After the team identifies those that show the most promise, Bogantes works with labs on making micro-cuttings and tissue cultures, techniques which can speed up propagation and distribution. Stronger plants in the ground, faster, means more income for farmers.
She also works closely with Carlos Mario Rodriguez, Starbucks head of global research and development, as part of the overall Farmer Support Center mission to directly train farmers and set up model farms based on C.A.F.E. practices around ethical sourcing and sustainability, where all this knowledge can be practically disseminated, and farmers can see for themselves how to create optimal conditions on their own farms.

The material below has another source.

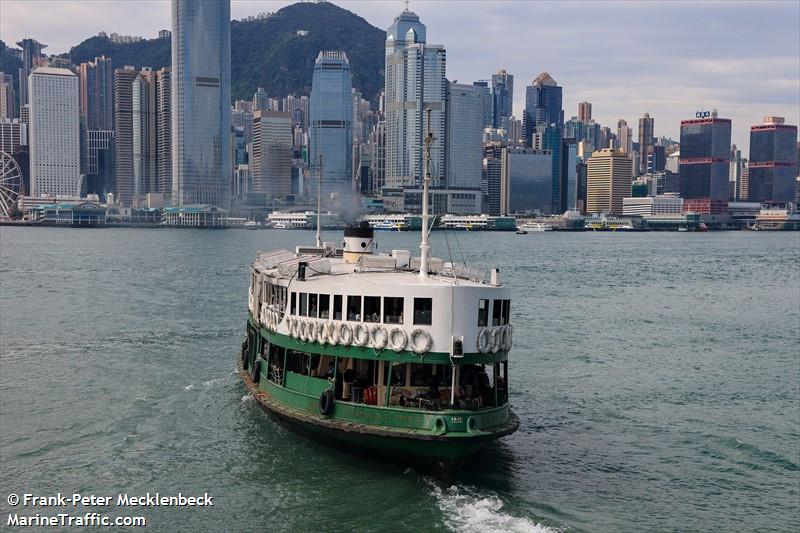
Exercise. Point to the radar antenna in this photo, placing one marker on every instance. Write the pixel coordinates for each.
(425, 246)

“She's very good with teaching farmers, guiding them, because of the experience that she has,” Rodriguez says. “Having a young woman supporting and interacting with farmers is very important, and also is encouraging many young people to just keep working in coffee.”
Bogantes, 35, grew up on her family’s coffee farm in nearby San Isidro de Alajuela. She was deeply impacted when an epidemic of coffee rust, in 2014, killed off almost all her family’s coffee trees. She was in the U.S. at the time, working at an internship, when she received the urgent phone call.

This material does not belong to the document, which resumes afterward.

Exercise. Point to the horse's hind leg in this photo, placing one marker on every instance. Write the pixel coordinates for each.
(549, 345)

“I remember the weather was very cloudy. The day was so dark. It’s raining, cold,” she says, recalling the day she arrived back home. “And when I went to the coffee plantation, I remember looking at all the coffee trees, completely destroyed.

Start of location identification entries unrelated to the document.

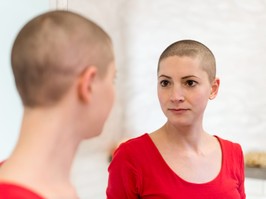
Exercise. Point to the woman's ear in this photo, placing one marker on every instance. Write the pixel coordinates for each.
(214, 88)
(86, 81)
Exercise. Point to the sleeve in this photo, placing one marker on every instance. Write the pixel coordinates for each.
(241, 188)
(124, 178)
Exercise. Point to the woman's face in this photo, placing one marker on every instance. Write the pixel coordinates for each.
(184, 90)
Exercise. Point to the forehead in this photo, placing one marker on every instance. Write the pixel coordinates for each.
(180, 63)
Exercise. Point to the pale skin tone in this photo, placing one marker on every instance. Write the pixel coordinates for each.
(184, 90)
(50, 136)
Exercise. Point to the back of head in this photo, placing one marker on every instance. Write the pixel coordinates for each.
(51, 50)
(193, 49)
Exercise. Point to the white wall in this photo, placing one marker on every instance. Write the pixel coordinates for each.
(14, 14)
(234, 30)
(141, 30)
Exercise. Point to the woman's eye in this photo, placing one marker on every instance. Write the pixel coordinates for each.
(191, 83)
(164, 83)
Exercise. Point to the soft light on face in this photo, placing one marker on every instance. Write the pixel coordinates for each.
(183, 89)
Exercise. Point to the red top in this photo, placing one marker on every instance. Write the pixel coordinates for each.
(13, 191)
(139, 171)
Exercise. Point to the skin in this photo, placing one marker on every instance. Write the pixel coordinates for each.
(184, 90)
(41, 140)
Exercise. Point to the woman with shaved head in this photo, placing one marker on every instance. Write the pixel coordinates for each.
(63, 66)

“You need to control your emotions because your parents are completely destroyed, and you need to give them support. You are feeling completely destroyed too, inside, but you need to be optimistic because you need to be the person to be the light.”
That, and a similar moment several years later in Puerto Rico, after she saw how Hurricanes Maria and Irma almost wiped out the country’s coffee industry, have underscored for Bogantes the urgency of researching and finding solutions. It’s been a theme her entire life, from her early internships in Brazil and the U.S. to her more recent work with nonprofits like World Coffee Research and TechnoServe. She joined Starbucks two years ago.
“Nothing makes me feel happier than seeing the faces of the coffee producers smile, transmitting hope and supporting them in believing that there is a future in coffee,” Bogantes says. “I feel like I’m living my dreams, but if we want to ensure coffee for the next 50 years, we don’t have that much time. This is my challenge right now.”